Tiene que ser bonito mirar a los ojos a Felipe III y decirle las cosas que se le dicen a las estatuas. Incluso a las ancas del caballo. Fue de las últimas cosas que vio Fortunata antes de pasar a mejor vida, quiero decir a la inmortalidad. Mariano de Cavia propuso sustituir el caballo por un túmulo con la tumba de Galdós. Por suerte la idea no prosperó y puede uno tomarse allí una cerveza con calamares fritos (siguen siendo los mejores de España) sin tener que pensar en la muerte o en que cada año que pasa le queda a uno menos tiempo para escribir algo que mereciera la aprobación de don Benito.

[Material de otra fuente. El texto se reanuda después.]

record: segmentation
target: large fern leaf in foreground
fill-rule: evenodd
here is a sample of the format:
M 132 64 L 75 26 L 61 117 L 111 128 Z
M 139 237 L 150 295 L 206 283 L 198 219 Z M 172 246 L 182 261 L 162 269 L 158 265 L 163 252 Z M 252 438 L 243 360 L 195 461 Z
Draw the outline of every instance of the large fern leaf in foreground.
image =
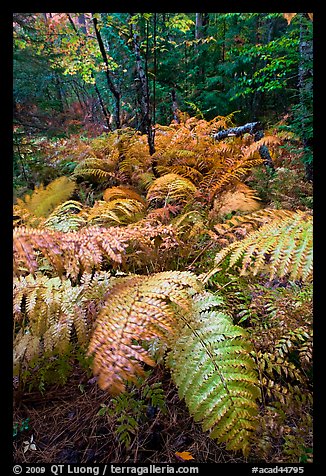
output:
M 249 453 L 259 396 L 246 332 L 213 310 L 204 298 L 184 315 L 181 334 L 168 356 L 172 378 L 195 421 L 229 450 Z
M 174 333 L 175 308 L 190 310 L 190 290 L 201 284 L 188 272 L 167 271 L 153 276 L 131 275 L 116 279 L 96 321 L 89 353 L 94 354 L 98 384 L 111 394 L 125 389 L 143 373 L 141 363 L 155 365 L 142 341 Z

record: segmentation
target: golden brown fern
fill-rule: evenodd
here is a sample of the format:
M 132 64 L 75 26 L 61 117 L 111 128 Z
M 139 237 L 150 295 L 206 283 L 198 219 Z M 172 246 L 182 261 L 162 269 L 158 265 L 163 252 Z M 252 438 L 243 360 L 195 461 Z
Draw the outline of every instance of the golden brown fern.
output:
M 17 275 L 34 273 L 39 260 L 46 258 L 59 276 L 71 278 L 101 269 L 104 258 L 111 265 L 122 263 L 128 253 L 156 248 L 155 238 L 162 246 L 177 244 L 173 229 L 163 225 L 140 222 L 124 228 L 90 226 L 76 232 L 18 227 L 14 229 L 14 272 Z M 130 248 L 130 249 L 129 249 Z
M 197 188 L 188 179 L 177 174 L 166 174 L 156 179 L 148 189 L 147 200 L 186 201 Z
M 120 393 L 144 363 L 155 365 L 143 345 L 159 338 L 171 348 L 167 365 L 195 420 L 248 454 L 259 395 L 251 346 L 243 329 L 213 310 L 221 300 L 201 290 L 186 272 L 116 279 L 89 346 L 93 370 L 101 388 Z
M 94 353 L 98 384 L 120 393 L 126 381 L 143 374 L 140 362 L 154 365 L 142 341 L 173 333 L 173 304 L 191 307 L 189 289 L 201 289 L 191 273 L 164 272 L 117 279 L 96 321 L 89 353 Z
M 232 212 L 253 212 L 261 208 L 257 193 L 247 185 L 236 182 L 232 187 L 221 192 L 214 200 L 210 218 L 222 218 Z
M 73 176 L 95 183 L 103 182 L 115 176 L 113 169 L 114 165 L 110 161 L 89 157 L 75 167 Z
M 110 187 L 104 190 L 103 200 L 109 202 L 110 200 L 116 200 L 118 198 L 127 198 L 129 200 L 138 200 L 143 205 L 146 205 L 146 200 L 139 195 L 136 190 L 130 187 L 119 185 L 118 187 Z
M 89 210 L 88 225 L 114 226 L 128 225 L 142 219 L 144 204 L 135 199 L 117 198 L 110 201 L 97 201 Z

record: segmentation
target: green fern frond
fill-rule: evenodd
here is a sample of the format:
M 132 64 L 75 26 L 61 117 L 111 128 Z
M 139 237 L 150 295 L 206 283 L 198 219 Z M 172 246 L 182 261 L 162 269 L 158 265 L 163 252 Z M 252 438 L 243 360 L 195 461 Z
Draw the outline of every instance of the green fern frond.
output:
M 313 269 L 313 221 L 306 212 L 288 212 L 287 217 L 275 218 L 259 230 L 251 232 L 245 239 L 231 243 L 215 257 L 215 264 L 227 256 L 229 267 L 239 266 L 240 275 L 266 272 L 270 279 L 289 276 L 309 280 Z M 210 271 L 205 279 L 215 274 Z
M 156 179 L 148 189 L 147 200 L 187 200 L 197 188 L 188 179 L 177 174 L 166 174 Z
M 195 421 L 227 449 L 247 455 L 257 427 L 258 379 L 247 333 L 214 310 L 220 304 L 206 293 L 182 315 L 167 364 Z

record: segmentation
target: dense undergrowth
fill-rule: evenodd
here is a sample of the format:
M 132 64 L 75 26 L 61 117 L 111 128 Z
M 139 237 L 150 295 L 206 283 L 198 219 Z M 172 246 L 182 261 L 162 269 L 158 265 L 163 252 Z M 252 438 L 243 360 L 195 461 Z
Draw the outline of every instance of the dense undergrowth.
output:
M 312 186 L 231 126 L 20 137 L 17 462 L 312 461 Z

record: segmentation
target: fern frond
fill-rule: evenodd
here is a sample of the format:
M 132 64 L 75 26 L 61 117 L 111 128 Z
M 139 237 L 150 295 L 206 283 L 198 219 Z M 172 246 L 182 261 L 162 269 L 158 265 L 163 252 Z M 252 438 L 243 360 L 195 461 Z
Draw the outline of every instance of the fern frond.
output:
M 75 167 L 73 176 L 102 182 L 110 177 L 114 177 L 113 165 L 109 161 L 89 157 Z
M 185 177 L 191 180 L 194 184 L 199 184 L 204 176 L 203 174 L 197 170 L 195 167 L 191 167 L 190 165 L 175 165 L 171 167 L 157 167 L 159 173 L 173 173 L 177 174 L 180 177 Z
M 261 207 L 254 190 L 237 182 L 230 190 L 223 191 L 215 200 L 211 217 L 221 218 L 232 212 L 253 212 Z
M 124 228 L 90 226 L 67 233 L 18 227 L 13 236 L 14 272 L 17 275 L 34 273 L 39 259 L 44 257 L 59 276 L 66 273 L 75 279 L 84 272 L 99 270 L 103 258 L 112 264 L 122 263 L 128 246 L 131 252 L 148 253 L 155 249 L 155 237 L 160 237 L 162 246 L 175 242 L 172 228 L 146 222 Z
M 43 185 L 35 187 L 31 195 L 26 195 L 24 200 L 17 199 L 14 211 L 31 225 L 33 217 L 48 217 L 61 203 L 65 202 L 74 192 L 74 181 L 63 176 L 53 180 L 45 188 Z M 25 212 L 25 216 L 24 216 Z M 37 222 L 39 224 L 39 222 Z
M 242 328 L 214 310 L 220 300 L 207 294 L 181 317 L 183 328 L 167 364 L 195 421 L 227 449 L 247 455 L 259 396 L 251 345 Z
M 14 318 L 22 325 L 15 338 L 17 363 L 23 358 L 28 362 L 35 355 L 34 351 L 21 354 L 26 342 L 35 347 L 38 341 L 46 352 L 64 352 L 73 329 L 80 345 L 89 341 L 92 322 L 87 319 L 86 308 L 81 306 L 83 288 L 73 287 L 69 280 L 58 277 L 28 275 L 14 280 Z M 37 353 L 41 353 L 40 346 Z
M 306 212 L 288 212 L 251 232 L 245 239 L 231 243 L 215 257 L 219 264 L 226 256 L 229 266 L 240 266 L 240 275 L 266 272 L 270 279 L 289 276 L 291 280 L 312 277 L 312 216 Z M 217 272 L 214 268 L 204 281 Z
M 173 333 L 173 304 L 189 311 L 189 290 L 200 290 L 197 278 L 187 272 L 118 278 L 96 321 L 89 353 L 94 355 L 98 384 L 112 394 L 125 389 L 126 381 L 143 374 L 140 362 L 154 365 L 141 341 Z
M 57 231 L 79 230 L 87 223 L 85 207 L 75 200 L 68 200 L 56 207 L 42 226 Z
M 203 215 L 196 210 L 182 213 L 171 221 L 171 225 L 182 240 L 193 237 L 198 239 L 200 235 L 208 232 Z
M 257 140 L 256 142 L 252 142 L 248 147 L 246 147 L 243 151 L 243 158 L 249 159 L 251 158 L 255 152 L 258 152 L 262 146 L 271 147 L 273 145 L 280 144 L 281 140 L 279 137 L 276 136 L 264 136 L 261 139 Z
M 109 202 L 95 202 L 90 209 L 89 225 L 114 226 L 137 222 L 144 217 L 145 207 L 139 200 L 118 198 Z
M 39 336 L 32 335 L 26 328 L 17 333 L 13 344 L 13 371 L 16 374 L 23 361 L 30 362 L 40 355 L 41 342 Z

Yo no he visto aún cumplido mi sueño de asomarme a uno de los estrechos balcones de la plaza. Quienes los han contado dicen que son doscientos treintaisiete. Ni conozco a nadie tampoco que viva o que haya vivido en ella. Bueno, sí, a un hombre al que conocí en aquellos meses en los que yo sólo quería parecerme a Fabrizio del Dongo, ser un digno lector de La Cartuja y adentrarme en mi batalla de Waterloo con las únicas armas entonces a mi alcance, las de la venta ambulante. En la Edad Media.